Seharusnya orang islam adalah yang menjadi pemimpin tapi banyak orang yang tidak menjadi pemimpin dengan baik. Oleh karena itu Allah memberikan kepemimpinan pada orang kafir. Jika orang islam sudah tidak mau menerima amanat dari Allah, maka amanat tersebut akan diberikan kepada orang lain sebagaimana orang yahudi yang dulu dihancurkan orang majusi (bukhtanasar). Sa'ad Ibnu Ubadah diberi nasehat oleh sayyidina Umar "jangan sampai tentara islam maksiat kepada Allah, saya tidak takut pada tentara musuh tapi saya lebih takut pada orang islam kalau maksiat kepada Allah".
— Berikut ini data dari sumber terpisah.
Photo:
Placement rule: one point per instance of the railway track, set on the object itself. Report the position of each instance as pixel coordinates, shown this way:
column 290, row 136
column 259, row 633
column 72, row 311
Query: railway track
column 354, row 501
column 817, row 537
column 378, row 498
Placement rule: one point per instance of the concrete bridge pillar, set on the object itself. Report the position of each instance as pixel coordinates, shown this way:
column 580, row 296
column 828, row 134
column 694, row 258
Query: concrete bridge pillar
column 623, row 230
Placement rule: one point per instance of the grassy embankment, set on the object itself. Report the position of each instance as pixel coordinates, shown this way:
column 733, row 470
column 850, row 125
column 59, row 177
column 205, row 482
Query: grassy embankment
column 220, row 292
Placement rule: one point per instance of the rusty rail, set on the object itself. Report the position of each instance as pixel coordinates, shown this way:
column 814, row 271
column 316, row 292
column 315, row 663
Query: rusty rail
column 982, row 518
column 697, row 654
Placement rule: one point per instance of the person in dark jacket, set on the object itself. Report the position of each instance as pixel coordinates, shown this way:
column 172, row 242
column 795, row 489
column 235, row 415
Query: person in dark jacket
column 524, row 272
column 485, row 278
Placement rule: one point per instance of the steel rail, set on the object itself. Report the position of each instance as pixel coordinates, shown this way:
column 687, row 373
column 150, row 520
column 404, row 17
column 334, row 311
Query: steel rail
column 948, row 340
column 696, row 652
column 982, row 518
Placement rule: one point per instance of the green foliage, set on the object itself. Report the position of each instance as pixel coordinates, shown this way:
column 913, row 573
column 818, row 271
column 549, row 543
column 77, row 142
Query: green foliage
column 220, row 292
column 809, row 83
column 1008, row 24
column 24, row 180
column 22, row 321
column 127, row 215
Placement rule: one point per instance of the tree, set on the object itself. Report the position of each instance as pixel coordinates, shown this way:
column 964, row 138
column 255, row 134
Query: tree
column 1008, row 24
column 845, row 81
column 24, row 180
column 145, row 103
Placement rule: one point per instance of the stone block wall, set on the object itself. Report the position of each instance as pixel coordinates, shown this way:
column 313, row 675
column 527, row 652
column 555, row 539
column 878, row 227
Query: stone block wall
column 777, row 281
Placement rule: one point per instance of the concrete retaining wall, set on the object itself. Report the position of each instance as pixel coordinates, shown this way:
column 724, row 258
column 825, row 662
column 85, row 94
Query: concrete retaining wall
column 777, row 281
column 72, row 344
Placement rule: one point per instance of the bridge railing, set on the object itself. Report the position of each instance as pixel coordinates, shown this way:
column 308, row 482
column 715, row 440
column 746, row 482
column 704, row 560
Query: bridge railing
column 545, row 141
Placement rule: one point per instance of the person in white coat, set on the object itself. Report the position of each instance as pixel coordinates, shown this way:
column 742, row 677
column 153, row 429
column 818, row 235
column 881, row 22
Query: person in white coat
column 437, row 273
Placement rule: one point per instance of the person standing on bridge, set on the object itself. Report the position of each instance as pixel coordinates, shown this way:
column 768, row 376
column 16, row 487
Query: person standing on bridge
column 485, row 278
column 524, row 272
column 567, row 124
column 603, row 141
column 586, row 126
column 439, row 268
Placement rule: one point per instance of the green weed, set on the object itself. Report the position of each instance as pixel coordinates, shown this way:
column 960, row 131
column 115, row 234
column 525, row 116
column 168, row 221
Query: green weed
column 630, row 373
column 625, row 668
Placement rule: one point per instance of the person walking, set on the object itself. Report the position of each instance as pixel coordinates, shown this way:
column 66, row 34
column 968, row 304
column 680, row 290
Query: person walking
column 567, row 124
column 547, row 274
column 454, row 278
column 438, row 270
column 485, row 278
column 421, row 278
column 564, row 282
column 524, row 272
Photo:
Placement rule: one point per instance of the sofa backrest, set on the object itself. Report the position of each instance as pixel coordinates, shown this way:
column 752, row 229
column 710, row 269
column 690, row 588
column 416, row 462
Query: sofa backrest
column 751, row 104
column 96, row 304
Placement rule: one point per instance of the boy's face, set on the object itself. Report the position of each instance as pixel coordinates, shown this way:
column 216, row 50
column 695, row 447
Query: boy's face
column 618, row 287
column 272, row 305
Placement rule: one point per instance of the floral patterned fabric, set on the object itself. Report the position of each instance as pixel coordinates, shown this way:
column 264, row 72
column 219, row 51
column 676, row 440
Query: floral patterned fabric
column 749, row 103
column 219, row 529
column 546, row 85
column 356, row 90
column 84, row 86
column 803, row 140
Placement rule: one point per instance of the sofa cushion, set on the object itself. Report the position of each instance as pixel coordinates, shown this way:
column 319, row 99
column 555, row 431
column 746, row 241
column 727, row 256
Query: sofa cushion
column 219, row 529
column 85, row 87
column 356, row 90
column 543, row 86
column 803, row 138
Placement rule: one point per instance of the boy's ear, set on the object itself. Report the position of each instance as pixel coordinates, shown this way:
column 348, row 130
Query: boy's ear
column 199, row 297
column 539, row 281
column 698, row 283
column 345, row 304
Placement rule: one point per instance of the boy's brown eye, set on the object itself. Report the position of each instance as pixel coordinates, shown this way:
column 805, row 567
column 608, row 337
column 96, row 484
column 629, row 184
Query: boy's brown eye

Memang benar orang islam sekarang ini kalah, tapi bukan berarti orang kafir menang. Ini hanyalah tauliyyah agar orang islam ingat dan kembali pada jalan Allah. Dalam surat Al-An'am ayat 129 telah dijelaskan :



وَكَذَلِكَ نُوَلِّي بَعْضَ الظَّالِمِينَ بَعْضًا بِمَا كَانُوا يَكْسِبُونَ (129) [الأنعام/129]



129. Dan Demikianlah kami jadikan sebahagian orang-orang yang zalim itu menjadi teman bagi sebahagian yang lain disebabkan apa yang mereka usahakan.





Dalam hadits nabi juga disebutkan :



عن ابن عمر قال سمعت رسول الله صلى الله عليه وسلم يقول إذا تبايعتم بالعينة واخذتم اذناب البقر ورضيتم بالزرع وتركتم الجهاد سلط الله عليكم ذلا لا ينزعه حتى ترجعوا إلى دينكم



السنن الكبرى للبيهقي - (ج 5 / ص 316)



Oleh karena itu kita harus kembali dan ingat pada hikmah Ibnu Athaillah Takutlah bila kebaikan Allah selalu engkau peroleh pada saat engkau tetap berbuat maksiat kepada-Nya akan menjadi istidraj bagimu.